This story was updated at 10:48 a.m. EDT

U.S. Attorney General Loretta Lynch confirmed the Justice Department would release limited transcripts of the calls Omar Mateen made to police as he slaughtered 49 people at an Orlando, Florida, nightclub last week.

In an interview on CNN’s “State of the Union” Sunday morning, Lynch declined to say whether Mateen’s wife, Noor Salman, would be charged as an accomplice in the massacre that also left 53 people wounded, saying the investigation is still in its early stages.

Investigators are attempting to determine what motivated Mateen, 29, who criticized U.S. policies and pledged his allegiance to the Islamic State group during the mass shooting.

Mateen entered the Pulse nightclub in Orlando and opened fire early June 12, taking breaks amid the carnage to call police, communicate with his wife and post on Facebook. He was shot to death by police who stormed the building to free his hostages.

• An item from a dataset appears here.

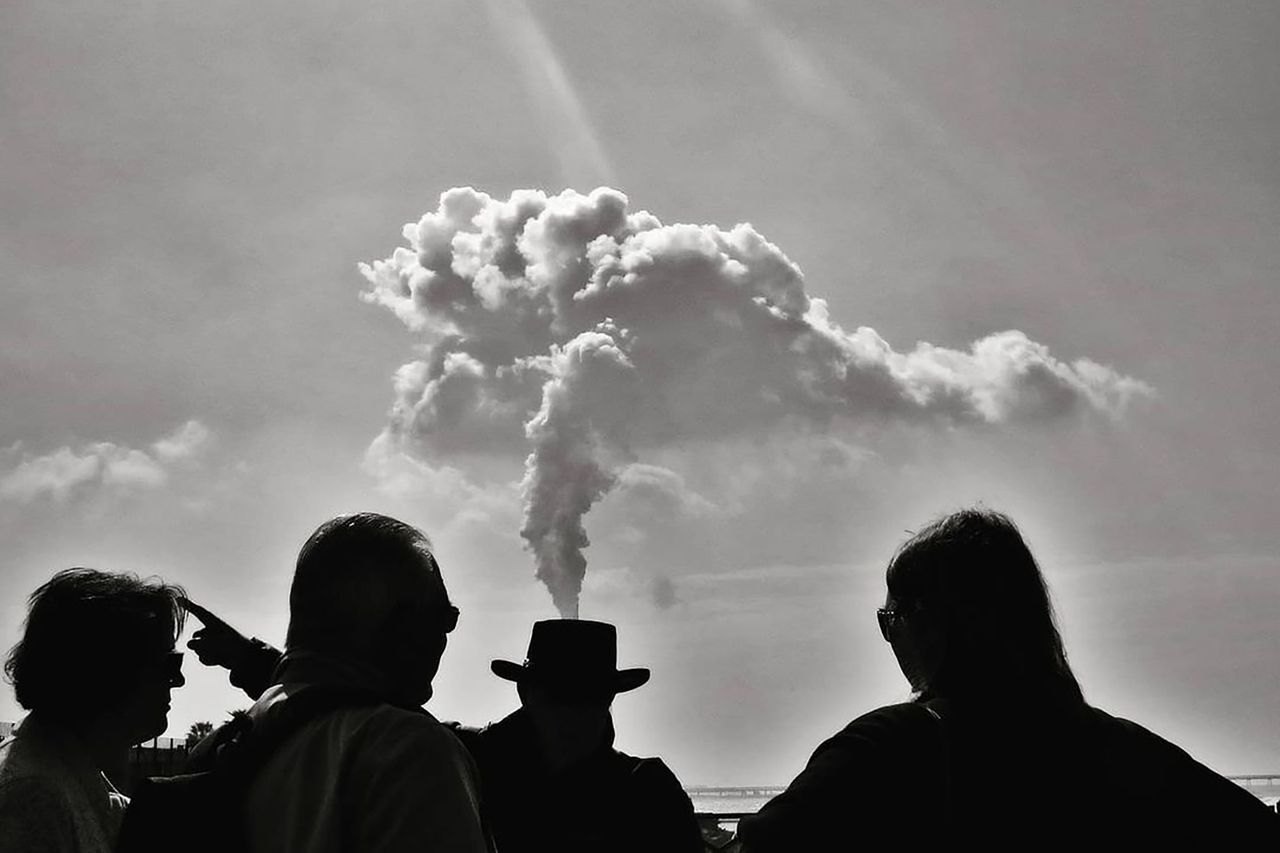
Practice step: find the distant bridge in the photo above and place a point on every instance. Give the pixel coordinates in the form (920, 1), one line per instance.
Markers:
(1253, 783)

Lynch said the “substance” of the conversations would be released Monday. She said Mateen did not get into his feelings about gays and lesbians.

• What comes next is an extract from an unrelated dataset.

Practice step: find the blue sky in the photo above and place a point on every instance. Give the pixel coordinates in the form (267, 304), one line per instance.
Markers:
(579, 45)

“This was an act of terror and an act of hate targeted against a community, the [lesbian, gay, bisexual and transgender] community, the Latino community. The LGBT community far too often is the victim of these types of crimes,” Lynch said.

The attorney general said investigators are going over earlier FBI investigations into Mateen and praised the gun shop owner whose employees refused to sell Mateen any ammunition or body armor because they found him suspicious.

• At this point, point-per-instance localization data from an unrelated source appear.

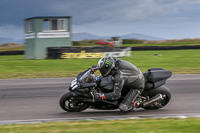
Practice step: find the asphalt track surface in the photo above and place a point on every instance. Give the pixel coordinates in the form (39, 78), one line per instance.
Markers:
(30, 99)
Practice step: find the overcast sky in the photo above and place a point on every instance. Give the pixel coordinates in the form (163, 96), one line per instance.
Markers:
(168, 19)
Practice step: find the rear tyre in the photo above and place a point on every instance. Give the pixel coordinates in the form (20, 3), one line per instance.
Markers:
(163, 90)
(71, 104)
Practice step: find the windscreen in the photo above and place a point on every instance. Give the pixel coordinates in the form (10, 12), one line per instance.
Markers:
(86, 76)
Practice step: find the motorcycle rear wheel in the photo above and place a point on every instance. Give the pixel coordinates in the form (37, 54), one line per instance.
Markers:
(163, 90)
(71, 104)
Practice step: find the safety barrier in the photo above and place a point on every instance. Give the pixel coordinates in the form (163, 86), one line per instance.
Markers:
(87, 52)
(56, 52)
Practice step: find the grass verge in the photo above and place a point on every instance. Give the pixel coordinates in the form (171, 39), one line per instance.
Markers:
(178, 61)
(171, 125)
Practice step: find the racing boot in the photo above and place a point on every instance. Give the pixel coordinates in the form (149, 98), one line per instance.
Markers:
(128, 103)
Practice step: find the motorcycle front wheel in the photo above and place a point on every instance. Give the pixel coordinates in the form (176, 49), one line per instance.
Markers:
(71, 104)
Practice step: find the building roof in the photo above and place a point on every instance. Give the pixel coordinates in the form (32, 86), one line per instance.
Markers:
(48, 17)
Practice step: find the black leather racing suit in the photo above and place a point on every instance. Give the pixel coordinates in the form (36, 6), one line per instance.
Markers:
(129, 76)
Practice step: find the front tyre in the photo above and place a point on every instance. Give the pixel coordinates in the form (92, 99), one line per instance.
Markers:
(163, 90)
(71, 104)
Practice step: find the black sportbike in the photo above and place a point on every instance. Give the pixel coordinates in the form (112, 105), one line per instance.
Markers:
(83, 88)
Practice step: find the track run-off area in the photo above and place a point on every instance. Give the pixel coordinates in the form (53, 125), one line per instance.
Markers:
(29, 100)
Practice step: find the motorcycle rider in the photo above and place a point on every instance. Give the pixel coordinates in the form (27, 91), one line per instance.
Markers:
(124, 75)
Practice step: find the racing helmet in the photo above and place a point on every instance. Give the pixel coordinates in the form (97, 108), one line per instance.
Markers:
(105, 65)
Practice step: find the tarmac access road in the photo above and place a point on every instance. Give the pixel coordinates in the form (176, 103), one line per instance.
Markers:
(28, 99)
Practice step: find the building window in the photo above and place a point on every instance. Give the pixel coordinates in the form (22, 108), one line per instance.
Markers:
(29, 27)
(55, 24)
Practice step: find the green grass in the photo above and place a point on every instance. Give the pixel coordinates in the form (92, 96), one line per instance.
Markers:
(190, 125)
(178, 61)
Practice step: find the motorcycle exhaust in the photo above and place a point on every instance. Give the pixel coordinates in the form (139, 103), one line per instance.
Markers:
(153, 100)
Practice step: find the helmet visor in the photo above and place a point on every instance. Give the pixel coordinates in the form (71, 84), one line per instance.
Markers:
(105, 71)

Lynch said it was too early to say whether Mateen’s wife would be charged with any crime. “We’re not going to comment on anyone else’s role at this time,” she said.

Orlando A man cries after participating in a candlelight memorial service the day after the slaughter at the Pulse gay nightclub in Orlando, Florida, June 13, 2016. Photo: Reuters/Carlo Allegri

Lynch said on NBC’s “Meet the Press” there is no indication as yet that Mateen was being directed from overseas.

“He was consuming radical jihadist information online,” Lynch said, adding investigators are trying to determine “what was the point that actually led him to pick up that gun.”

U.S. Sen. Jeff Sessions, R-Ala., a strong supporter of Donald Trump, echoed the likely Republican presidential nominee’s call for a pause in immigration from countries with histories of terrorism, although he stopped short of insisting on a complete ban, saying businessmen and diplomats would continue to have access to the U.S.

“You don’t have a constitutional right to come to America,” Sessions said. “We respect your religion in this country ... but a person with an ideology that goes beyond normal religion and believes you can kill gays and kill people who change their views about the religion they have — that’s a dangerous thing and we do not have to admit people like that.”

When pressed, Sessions said countries such as Afghanistan, Egypt, Iraq, Pakistan and Syria should be targeted because they are among “quite a number of countries that sent people who become terrorists.”

Sessions said the beliefs of Mateen’s parents should have been examined before they were allowed to settle in the U.S., saying Mateen’s father “was close to the Taliban.”

“We can’t admit everybody in the world. We don’t have a duty to admit people who might place Americans at risk,” Sessions said.